Favorite advice I read in the comments from a few folks: stick to your guns because you know your child better than anyone else.
My advice: love your child enough to say no.
Thank Chris! Your advice is something that I have been telling myself I will do when I have children. After seeing her face well up in tears when she wants something, now I can see why parents melt down and give in. Must.Try.Harder.to.RESIST!
Boy, since I was never a parent, this is a tough question…but here’s some advice from a former teacher… Read. Read a lot. Read *to* her, read *with* her, read *around* her. Make sure she has books, and put them on a shelf near the floor…she has to be able to get her hands on them, and sooner rather than later. Saddest thing I’ve ever seen was a child’s books stored on a high shelf “because he kept taking them down, and they were messy.” Find some favorites that you’ll read over and over–I had one of nursery rhymes that everyone swore I could read at a young age because I could turn the page and “read” the rhyme. I couldn’t, but I had heard them so often that I had them memorized.
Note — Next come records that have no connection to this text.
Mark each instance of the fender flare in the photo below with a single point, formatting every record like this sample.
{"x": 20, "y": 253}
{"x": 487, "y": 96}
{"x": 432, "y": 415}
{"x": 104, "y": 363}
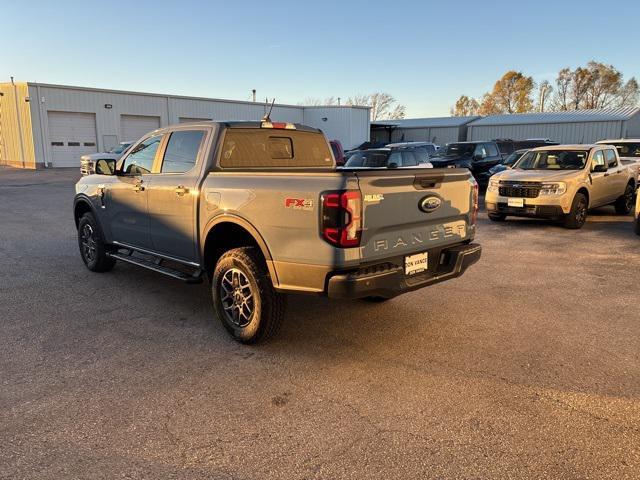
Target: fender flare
{"x": 253, "y": 231}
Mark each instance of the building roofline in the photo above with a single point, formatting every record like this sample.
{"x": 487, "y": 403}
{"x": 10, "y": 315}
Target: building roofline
{"x": 181, "y": 97}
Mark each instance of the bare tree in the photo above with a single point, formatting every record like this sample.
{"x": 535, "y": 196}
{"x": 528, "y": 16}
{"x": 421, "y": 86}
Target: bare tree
{"x": 383, "y": 105}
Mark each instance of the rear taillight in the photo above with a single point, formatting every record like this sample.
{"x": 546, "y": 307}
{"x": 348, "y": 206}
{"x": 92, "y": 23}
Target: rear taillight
{"x": 474, "y": 214}
{"x": 342, "y": 218}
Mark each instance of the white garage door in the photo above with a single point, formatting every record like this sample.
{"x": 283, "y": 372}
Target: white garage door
{"x": 134, "y": 127}
{"x": 72, "y": 135}
{"x": 192, "y": 119}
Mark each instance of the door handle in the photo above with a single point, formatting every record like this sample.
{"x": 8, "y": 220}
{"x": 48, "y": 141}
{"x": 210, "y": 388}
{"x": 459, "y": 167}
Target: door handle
{"x": 180, "y": 190}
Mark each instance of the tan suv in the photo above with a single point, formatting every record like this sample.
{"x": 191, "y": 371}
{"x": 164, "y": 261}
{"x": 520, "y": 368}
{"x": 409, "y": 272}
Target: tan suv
{"x": 562, "y": 182}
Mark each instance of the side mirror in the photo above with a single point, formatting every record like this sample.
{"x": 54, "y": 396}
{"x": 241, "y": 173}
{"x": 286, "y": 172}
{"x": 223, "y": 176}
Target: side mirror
{"x": 105, "y": 167}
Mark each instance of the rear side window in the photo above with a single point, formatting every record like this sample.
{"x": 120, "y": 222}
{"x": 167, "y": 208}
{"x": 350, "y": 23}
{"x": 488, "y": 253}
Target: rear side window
{"x": 268, "y": 148}
{"x": 182, "y": 151}
{"x": 492, "y": 151}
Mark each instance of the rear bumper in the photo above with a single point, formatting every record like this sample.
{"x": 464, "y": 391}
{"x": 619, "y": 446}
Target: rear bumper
{"x": 389, "y": 280}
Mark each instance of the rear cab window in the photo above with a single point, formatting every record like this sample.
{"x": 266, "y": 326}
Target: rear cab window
{"x": 274, "y": 148}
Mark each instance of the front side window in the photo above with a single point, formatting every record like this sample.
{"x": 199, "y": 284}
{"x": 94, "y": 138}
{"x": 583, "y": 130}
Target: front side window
{"x": 140, "y": 160}
{"x": 480, "y": 152}
{"x": 408, "y": 159}
{"x": 554, "y": 160}
{"x": 182, "y": 151}
{"x": 627, "y": 149}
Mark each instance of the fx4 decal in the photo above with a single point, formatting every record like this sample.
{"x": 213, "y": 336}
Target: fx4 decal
{"x": 298, "y": 203}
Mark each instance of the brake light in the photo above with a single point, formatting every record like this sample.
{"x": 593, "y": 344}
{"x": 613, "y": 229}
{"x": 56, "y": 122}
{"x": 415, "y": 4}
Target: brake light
{"x": 278, "y": 125}
{"x": 342, "y": 218}
{"x": 474, "y": 214}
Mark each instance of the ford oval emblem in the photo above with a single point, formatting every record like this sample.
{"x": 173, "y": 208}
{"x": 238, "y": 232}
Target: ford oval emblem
{"x": 430, "y": 204}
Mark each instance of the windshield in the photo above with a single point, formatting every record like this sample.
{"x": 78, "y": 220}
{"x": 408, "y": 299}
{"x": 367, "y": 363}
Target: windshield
{"x": 460, "y": 149}
{"x": 119, "y": 148}
{"x": 368, "y": 158}
{"x": 627, "y": 149}
{"x": 554, "y": 160}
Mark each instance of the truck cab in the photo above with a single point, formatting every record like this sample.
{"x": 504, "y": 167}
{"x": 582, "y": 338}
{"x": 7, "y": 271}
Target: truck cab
{"x": 562, "y": 182}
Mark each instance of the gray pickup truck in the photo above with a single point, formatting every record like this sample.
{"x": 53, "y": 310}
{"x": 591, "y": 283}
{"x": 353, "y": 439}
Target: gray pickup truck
{"x": 260, "y": 210}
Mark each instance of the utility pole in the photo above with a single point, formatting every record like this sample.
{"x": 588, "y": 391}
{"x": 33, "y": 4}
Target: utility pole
{"x": 543, "y": 93}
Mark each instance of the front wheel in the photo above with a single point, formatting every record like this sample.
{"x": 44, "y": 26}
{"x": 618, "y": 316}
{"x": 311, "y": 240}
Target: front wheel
{"x": 624, "y": 203}
{"x": 93, "y": 249}
{"x": 578, "y": 215}
{"x": 244, "y": 298}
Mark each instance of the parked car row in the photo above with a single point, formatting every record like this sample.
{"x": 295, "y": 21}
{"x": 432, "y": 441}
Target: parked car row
{"x": 562, "y": 182}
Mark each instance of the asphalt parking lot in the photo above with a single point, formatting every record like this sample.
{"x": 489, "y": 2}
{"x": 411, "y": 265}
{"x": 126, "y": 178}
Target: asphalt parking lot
{"x": 526, "y": 367}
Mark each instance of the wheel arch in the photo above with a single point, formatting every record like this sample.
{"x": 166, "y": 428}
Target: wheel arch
{"x": 230, "y": 231}
{"x": 81, "y": 205}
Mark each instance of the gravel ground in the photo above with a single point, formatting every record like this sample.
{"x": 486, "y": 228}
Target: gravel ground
{"x": 526, "y": 367}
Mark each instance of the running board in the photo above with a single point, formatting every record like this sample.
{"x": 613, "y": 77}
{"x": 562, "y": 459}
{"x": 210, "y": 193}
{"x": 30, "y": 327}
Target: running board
{"x": 156, "y": 266}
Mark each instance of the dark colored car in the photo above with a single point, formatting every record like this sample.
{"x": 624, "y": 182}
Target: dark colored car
{"x": 478, "y": 157}
{"x": 508, "y": 162}
{"x": 338, "y": 152}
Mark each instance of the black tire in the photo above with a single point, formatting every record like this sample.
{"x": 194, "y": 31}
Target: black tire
{"x": 624, "y": 204}
{"x": 576, "y": 218}
{"x": 497, "y": 217}
{"x": 244, "y": 298}
{"x": 93, "y": 248}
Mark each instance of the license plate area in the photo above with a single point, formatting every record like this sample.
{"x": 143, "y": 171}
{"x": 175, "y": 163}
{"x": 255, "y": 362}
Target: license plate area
{"x": 417, "y": 263}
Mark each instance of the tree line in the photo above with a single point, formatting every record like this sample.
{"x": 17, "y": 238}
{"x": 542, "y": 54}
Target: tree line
{"x": 594, "y": 86}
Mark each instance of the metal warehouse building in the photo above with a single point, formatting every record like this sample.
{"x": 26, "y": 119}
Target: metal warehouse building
{"x": 439, "y": 130}
{"x": 45, "y": 125}
{"x": 578, "y": 126}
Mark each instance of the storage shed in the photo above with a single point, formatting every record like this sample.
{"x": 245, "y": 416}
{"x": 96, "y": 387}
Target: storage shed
{"x": 438, "y": 130}
{"x": 53, "y": 125}
{"x": 576, "y": 126}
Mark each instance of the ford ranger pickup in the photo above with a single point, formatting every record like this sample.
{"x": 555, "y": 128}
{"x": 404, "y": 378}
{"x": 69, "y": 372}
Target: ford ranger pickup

Reading and books will pay you all back forever in many ways.
MaryAnne, thank you! So cool to see that I did good on your advice so far. I had requested certain books to read to/with her, and sing all sorts of nursery rhymes and children’s songs to her daily. I hope I am on the best track!
My only advice to you is to just enjoy every single moment of mommy-hood to the fullest! Coming from a mommy of two, I can tell you that they are only babies for what seems a moment. A child holds our hands only a short while. But a mommy holds their hearts forever!
Christine, we will! Thank you!!
relax, breathe, take 10 minutes to give the kids to hubby and take a nice lavender bubble bath. Do what you want to do for just a tiny bit, 5 minutes of knitting or whatever. Good luck and best wishes to you and your husband and a happy life and family.
Oh gosh, thank you for reminding us. My BFF is the most wonderful husband and father. As soon as he comes home from work, he takes care of SlytherBun because I have been with her all day. Besides the lawnwork, repairing/maintaining the house/cars, he also does all of the cleaning and laundry. But we definitely will take some time out for ourselves, promise!
There are going to be lots of questions…answer them…no matter how many they ask!! This will let them know they can always come to you with whatever is going on in their lives, good or bad!!
Linda, thank you! We feel the same way. In fact, BFF can’t wait to make his rebuttal on the “Why is the sky blue?” question. He plans starting it with, “Why isn’t it PURPLE?”